Psychisch Kranke Bundestag billigt Zwangsbehandlungen im Notfall

Therapie unter Zwang: Im Notfall zulässig
Foto: CorbisBerlin - Psychisch kranke Menschen dürfen in geschlossenen Einrichtungen wieder gegen ihren Willen mit Psychopharmaka behandelt werden. Der Bundestag verabschiedete am Donnerstagabend eine Regelung, mit der solche Zwangsmaßnahmen auf eine gesetzliche Grundlage gestellt werden. Dies soll für jene Fälle gelten, in denen Patienten eine Behandlung ablehnen und ihnen dadurch ein erheblicher gesundheitlicher Schaden droht.
Die Neuregelung war aufgrund eines Urteils des Bundesverfassungsgerichts notwendig geworden. Die Verfassungsrichter hatten im April 2011 entschieden, dass bisher eine rechtliche Grundlage für eine Zwangsbehandlung von in der Psychiatrie untergebrachten Straftätern, psychisch Kranken oder geistig Behinderten etwa mit Psychopharmaka fehlt. Der Bundesgerichtshof dehnte diese im Juli vergangenen Jahres auf psychisch Kranke und geistig Behinderte aus. Seitdem waren solche medizinischen Zwangsmaßnahmen in psychiatrischen Kliniken vorerst nicht mehr möglich.
Der Gesetzentwurf von Union und FDP legte nun die Bedingungen fest, unter denen Zwangsbehandlungen erlaubt sind: Voraussetzung ist etwa, dass einem Patienten ohne Eingreifen erhebliche Gesundheitsschäden drohen. Ein Richter muss den Schritt genehmigen, und der Patient muss sich in stationärer Behandlung befinden, also in einer Klinik versorgt werden und nicht in einer Praxis oder Zu Hause. Auch die Unterbringung des Kranken in einer geschlossenen Einrichtung bedarf der Einwilligung durch das Gericht. Zudem soll nach Möglichkeit ein zweiter Arzt die Notwendigkeit der Behandlung bestätigen. Grundsätzlich sollen Zwangsbehandlungen nur in Ausnahmefällen möglich und "das letzte Mittel sein".

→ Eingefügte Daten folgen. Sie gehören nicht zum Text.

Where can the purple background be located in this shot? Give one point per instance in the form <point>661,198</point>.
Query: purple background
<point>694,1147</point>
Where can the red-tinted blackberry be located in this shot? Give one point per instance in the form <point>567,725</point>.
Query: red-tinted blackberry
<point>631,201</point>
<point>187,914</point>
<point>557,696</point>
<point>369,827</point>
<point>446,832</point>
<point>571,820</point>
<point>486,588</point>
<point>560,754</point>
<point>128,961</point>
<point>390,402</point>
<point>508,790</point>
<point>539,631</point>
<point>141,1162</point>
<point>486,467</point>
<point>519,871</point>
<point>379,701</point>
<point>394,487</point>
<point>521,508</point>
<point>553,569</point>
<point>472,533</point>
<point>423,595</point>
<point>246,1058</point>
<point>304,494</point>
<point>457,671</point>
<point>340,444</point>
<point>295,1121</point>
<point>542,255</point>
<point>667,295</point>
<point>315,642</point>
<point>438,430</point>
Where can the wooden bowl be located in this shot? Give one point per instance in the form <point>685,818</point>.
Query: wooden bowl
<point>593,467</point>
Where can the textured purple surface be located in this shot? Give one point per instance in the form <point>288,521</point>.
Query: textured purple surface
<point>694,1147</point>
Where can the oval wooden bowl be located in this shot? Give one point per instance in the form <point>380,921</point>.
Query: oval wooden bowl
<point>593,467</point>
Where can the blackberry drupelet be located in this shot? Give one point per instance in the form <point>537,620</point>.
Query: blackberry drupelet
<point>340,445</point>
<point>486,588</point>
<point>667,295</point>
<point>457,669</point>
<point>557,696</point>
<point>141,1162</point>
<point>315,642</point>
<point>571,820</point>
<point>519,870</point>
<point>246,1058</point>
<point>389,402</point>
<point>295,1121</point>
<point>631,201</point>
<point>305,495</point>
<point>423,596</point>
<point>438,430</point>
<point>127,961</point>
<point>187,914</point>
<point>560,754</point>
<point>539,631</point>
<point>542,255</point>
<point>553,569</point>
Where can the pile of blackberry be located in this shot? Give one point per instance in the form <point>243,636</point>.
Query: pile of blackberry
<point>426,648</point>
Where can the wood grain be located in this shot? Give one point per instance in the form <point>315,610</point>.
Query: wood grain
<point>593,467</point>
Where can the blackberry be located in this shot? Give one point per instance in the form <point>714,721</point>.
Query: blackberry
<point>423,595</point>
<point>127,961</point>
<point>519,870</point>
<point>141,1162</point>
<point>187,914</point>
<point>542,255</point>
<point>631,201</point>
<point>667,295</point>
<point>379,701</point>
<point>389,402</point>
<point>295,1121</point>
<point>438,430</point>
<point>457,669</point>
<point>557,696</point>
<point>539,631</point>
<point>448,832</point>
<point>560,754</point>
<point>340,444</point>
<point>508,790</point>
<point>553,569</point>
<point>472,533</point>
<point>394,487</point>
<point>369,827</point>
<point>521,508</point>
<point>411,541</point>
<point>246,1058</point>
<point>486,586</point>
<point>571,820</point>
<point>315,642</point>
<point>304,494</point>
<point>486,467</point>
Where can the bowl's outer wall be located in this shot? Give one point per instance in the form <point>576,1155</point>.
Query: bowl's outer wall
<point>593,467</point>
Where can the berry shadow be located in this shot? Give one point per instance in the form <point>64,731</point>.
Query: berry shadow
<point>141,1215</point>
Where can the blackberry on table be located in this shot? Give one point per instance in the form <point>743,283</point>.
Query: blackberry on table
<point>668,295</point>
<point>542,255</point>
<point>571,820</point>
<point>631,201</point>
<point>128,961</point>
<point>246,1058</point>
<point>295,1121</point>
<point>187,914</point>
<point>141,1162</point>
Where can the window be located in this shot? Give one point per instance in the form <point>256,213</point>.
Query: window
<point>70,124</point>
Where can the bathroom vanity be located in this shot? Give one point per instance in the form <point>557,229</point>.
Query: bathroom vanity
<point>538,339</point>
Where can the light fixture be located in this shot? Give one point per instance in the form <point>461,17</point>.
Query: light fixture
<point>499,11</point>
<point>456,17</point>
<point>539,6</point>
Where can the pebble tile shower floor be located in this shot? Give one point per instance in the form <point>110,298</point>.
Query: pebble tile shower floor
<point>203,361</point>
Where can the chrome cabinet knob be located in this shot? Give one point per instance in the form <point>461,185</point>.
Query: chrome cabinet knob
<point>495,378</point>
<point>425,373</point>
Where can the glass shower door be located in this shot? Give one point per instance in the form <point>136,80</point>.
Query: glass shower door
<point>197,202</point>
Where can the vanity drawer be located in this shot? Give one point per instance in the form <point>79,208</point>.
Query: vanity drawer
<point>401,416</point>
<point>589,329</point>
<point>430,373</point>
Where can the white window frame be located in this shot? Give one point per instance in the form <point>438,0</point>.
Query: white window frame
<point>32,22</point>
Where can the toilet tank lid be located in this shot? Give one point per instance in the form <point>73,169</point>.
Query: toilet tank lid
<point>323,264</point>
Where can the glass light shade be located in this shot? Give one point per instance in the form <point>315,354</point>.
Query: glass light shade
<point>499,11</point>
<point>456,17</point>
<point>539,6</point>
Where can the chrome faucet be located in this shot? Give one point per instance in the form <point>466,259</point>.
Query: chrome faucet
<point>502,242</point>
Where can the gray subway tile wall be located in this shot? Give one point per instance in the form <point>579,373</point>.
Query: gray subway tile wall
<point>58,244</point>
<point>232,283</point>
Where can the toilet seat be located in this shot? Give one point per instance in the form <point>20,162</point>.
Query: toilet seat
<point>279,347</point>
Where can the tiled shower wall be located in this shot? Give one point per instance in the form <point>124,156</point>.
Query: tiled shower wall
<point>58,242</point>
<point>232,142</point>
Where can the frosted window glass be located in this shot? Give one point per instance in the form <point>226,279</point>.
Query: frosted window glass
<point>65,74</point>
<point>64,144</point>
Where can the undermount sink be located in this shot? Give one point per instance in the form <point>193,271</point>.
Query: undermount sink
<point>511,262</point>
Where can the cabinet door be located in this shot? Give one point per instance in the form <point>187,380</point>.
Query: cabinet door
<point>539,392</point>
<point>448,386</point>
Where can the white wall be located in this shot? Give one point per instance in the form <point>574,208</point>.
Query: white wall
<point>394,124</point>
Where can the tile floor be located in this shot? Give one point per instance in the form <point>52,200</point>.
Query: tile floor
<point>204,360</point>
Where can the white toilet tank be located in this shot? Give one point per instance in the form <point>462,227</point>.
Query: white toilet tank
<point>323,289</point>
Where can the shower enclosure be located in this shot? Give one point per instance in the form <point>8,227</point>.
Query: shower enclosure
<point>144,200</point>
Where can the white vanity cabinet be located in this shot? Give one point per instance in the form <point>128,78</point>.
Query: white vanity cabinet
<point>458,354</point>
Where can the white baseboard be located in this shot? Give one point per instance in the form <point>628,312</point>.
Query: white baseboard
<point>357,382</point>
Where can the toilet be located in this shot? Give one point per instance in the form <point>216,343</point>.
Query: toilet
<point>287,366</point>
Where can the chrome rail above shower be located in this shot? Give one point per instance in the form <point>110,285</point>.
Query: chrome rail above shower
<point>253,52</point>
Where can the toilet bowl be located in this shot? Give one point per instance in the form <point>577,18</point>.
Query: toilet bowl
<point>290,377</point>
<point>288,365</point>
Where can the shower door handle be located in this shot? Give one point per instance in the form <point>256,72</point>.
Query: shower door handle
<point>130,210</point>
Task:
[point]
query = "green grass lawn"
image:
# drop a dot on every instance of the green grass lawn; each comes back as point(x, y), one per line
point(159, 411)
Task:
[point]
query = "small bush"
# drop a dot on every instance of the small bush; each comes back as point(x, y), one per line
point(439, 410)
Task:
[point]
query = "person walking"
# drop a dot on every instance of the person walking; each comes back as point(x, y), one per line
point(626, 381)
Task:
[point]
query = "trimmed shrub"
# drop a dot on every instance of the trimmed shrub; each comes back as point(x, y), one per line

Ambulante Zwangsbehandlungen sind nicht erlaubt
"Wir brauchen eine Regelung für (...) die Ausnahmesituation, wenn es anders gar nicht geht", hatte Sabine Leutheusser-Schnarrenberger (FDP) zuvor im Deutschlandradio Kultur erklärt. Die Bundesjustizministerin hatte die Vorwürfe zurückgewiesen, es habe keine ausreichend breite gesellschaftliche Debatte über das Thema gegeben. Es seien "mit allen Verbänden, auch mit den kritischen Verbänden der Psychiatrieerfahrenen intensive Gespräche geführt" worden, sagte sie und verwies darauf, dass weitergehende Forderungen aus den Landesregierungen, eine Zwangsbehandlung auch ambulant anwenden zu können, zurückgewiesen worden seien.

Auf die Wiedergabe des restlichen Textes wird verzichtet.